Avizinha-se nos EUA um conflito entre Congresso e Presidente sobre o limite da dívida, com um shutdown da Administração. Nada de novo, mas desta vez as consequências são imprevisíveis e seguramente mais drásticas. Nos EUA, desde 1917 que ultrapassar o teto da dívida pública está sujeito a aprovação. Foi uma medida de flexibilização, para evitar que cada emissão de dívida tivesse de ser autorizada, mantendo o controlo parlamentar sobre o endividamento do Estado.
Com o tempo transformou-se numa formalidade como qualquer outra: desde 1960 o limite foi alterado 78 vezes, 49 por republicanos e 29 por democratas. Há quem considere que além de inútil é dispensável (e inconstitucional face ao 14º Ammendment), visto já serem autorizadas as despesas que o determinam; é o Presidente negociar aquilo que o Congresso já aprovou, ou seja, não cumprir o aprovado – posição assumida pelo então vice-Presidente Biden em 2013.
Um shutdown é coisa séria: o governo é obrigado a despedir trabalhadores temporários, encerrar instalações, cortar investimentos e suspender pagamentos de pensões e de comparticipações de despesas médicas. No passado, os shutdowns da Administração não correram bem para os republicanos, em particular os dois do inverno de 1995-1996, sobretudo depois do House Speaker Newt Gingrich (republicano) ter dito aos jornalistas que se deveram em parte à sua irritação por Clinton o sentar nas traseiras do Air Force One na viagem a Israel.
Em 2018, o shutdown de três dias foi também visto como fruto da intransigência de Trump em acabar com o DACA, programa de acolhimento de jovens imigrantes, tal como o de 35 dias sobre o financiamento do muro.
Mas igualmente grave é o impacto sobre as finanças públicas, pois a ameaça de default do serviço da dívida eleva o custo do financiamento do Estado – estimado em 1,3 mil milhões de dólares em 2011, 18,9 mil milhões em dez anos, além dos danos reputacionais provocados pelo único downgrade da dívida pública americana da História, pela S&P, de AAA para AA+. E, claro, os efeitos sobre a economia são extensos.

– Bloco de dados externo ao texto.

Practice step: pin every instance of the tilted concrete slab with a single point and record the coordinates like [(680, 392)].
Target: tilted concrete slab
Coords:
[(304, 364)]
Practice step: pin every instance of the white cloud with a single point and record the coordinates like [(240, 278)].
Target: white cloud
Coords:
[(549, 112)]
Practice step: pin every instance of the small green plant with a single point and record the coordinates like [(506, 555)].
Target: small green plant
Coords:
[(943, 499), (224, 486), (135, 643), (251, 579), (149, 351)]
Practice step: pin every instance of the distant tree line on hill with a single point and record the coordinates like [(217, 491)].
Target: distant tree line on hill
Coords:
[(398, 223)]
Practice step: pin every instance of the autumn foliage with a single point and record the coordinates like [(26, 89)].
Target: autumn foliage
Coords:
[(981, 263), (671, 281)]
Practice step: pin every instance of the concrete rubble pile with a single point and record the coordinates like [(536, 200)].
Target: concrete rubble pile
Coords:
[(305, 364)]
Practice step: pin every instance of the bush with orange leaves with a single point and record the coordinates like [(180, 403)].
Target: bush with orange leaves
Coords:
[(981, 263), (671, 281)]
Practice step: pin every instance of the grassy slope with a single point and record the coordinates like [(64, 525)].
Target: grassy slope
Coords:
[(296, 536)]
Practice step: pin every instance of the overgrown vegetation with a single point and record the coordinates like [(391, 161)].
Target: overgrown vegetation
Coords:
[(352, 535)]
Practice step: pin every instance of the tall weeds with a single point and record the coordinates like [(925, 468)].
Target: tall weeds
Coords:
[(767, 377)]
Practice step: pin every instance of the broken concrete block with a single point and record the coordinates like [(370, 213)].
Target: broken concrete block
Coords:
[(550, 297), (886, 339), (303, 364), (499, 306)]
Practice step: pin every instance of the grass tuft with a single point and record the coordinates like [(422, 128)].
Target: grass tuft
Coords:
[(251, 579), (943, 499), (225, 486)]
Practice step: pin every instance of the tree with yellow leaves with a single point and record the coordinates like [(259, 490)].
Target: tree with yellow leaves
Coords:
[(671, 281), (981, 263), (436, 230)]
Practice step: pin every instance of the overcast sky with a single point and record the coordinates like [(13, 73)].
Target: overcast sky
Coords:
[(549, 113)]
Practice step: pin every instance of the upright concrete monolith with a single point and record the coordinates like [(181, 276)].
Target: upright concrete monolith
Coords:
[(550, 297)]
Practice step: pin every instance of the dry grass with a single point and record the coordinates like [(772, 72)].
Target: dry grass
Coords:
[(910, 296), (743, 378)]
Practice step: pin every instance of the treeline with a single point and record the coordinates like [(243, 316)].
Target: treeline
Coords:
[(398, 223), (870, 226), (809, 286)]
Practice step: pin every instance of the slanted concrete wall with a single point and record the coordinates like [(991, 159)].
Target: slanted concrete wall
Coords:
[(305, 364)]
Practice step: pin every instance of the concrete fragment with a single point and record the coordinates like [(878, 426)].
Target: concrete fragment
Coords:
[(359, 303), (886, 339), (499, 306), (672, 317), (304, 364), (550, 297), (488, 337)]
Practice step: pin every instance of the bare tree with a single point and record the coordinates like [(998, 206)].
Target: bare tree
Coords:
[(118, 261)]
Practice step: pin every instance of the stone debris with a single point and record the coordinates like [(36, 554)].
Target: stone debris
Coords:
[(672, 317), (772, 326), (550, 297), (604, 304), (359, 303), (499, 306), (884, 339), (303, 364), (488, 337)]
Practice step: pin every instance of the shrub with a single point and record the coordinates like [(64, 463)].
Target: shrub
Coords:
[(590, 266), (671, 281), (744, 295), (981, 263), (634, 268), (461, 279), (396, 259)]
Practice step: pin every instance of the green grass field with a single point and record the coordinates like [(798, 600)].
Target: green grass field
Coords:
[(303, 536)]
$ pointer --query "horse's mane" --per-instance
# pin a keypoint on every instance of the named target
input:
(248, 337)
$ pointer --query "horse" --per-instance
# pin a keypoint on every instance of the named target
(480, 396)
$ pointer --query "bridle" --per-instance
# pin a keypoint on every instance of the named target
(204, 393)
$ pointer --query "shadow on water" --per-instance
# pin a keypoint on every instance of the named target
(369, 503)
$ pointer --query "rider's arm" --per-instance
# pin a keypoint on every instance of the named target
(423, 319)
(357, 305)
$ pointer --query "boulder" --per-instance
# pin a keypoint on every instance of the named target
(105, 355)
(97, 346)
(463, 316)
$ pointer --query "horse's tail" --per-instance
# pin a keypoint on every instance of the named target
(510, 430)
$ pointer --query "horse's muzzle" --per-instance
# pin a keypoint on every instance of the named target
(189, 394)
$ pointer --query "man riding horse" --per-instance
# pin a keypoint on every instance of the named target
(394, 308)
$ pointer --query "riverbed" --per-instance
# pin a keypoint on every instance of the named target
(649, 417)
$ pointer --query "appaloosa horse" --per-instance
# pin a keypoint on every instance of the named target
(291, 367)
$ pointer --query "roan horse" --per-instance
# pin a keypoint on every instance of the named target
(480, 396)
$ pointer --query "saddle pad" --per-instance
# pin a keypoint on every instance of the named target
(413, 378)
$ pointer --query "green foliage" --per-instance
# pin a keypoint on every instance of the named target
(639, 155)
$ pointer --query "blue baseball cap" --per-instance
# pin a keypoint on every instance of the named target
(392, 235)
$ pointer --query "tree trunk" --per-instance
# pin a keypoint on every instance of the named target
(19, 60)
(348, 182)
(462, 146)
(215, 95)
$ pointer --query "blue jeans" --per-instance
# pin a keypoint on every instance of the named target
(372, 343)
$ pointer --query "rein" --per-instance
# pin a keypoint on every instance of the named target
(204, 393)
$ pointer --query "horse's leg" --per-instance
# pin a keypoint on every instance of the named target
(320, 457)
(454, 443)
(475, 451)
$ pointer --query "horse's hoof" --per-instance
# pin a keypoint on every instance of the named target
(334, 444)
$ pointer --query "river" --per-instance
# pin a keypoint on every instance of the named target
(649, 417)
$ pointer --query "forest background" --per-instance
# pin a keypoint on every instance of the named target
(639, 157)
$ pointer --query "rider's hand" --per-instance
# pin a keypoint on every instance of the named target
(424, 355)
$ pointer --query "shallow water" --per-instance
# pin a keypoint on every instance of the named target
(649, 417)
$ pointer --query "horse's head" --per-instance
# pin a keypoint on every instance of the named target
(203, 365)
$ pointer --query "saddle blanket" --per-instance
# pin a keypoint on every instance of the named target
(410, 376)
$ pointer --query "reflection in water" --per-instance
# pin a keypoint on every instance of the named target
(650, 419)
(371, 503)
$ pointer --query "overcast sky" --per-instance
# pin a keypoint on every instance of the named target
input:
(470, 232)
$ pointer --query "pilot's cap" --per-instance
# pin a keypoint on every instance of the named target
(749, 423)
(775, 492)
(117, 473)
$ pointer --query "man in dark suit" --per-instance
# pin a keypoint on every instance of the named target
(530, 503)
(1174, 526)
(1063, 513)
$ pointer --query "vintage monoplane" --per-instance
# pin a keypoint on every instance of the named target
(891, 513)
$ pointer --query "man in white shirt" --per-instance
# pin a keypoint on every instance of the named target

Calcula-se que desta vez as perdas na Bolsa atinjam 30% (em 2011 foram 20%) e uma queda do PIB de 0,2% por semana. A Moody’s estimou para 2021 um conflito de meses, uma perda de até cinco milhões de empregos e 4% do PIB.
O teto da dívida federal é 31,381 milhões de milhões de dólares, fixado em 2021, e foi atingido a 19 de janeiro. Foram colocadas em ação medidas, como a redução de investimentos, que permitem conter a dívida neste teto, com eficácia limitada no tempo.
Segundo Janet Yellen, o limite será ultrapassado em junho, mas a Goldman Sachs admite que dure até agosto dadas as favoráveis receitas fiscais do mês passado. Em 2011, o acordo chegou 72 horas antes de se furar o teto; hoje, as posições estão extremadas e a Strategas estima uma probabilidade de 75% de o acordo só ter lugar nas duas últimas semanas, 65% de ser última semana. É bom que Biden e McCarthy se despachem, pois se Yellen tiver razão estamos quase lá.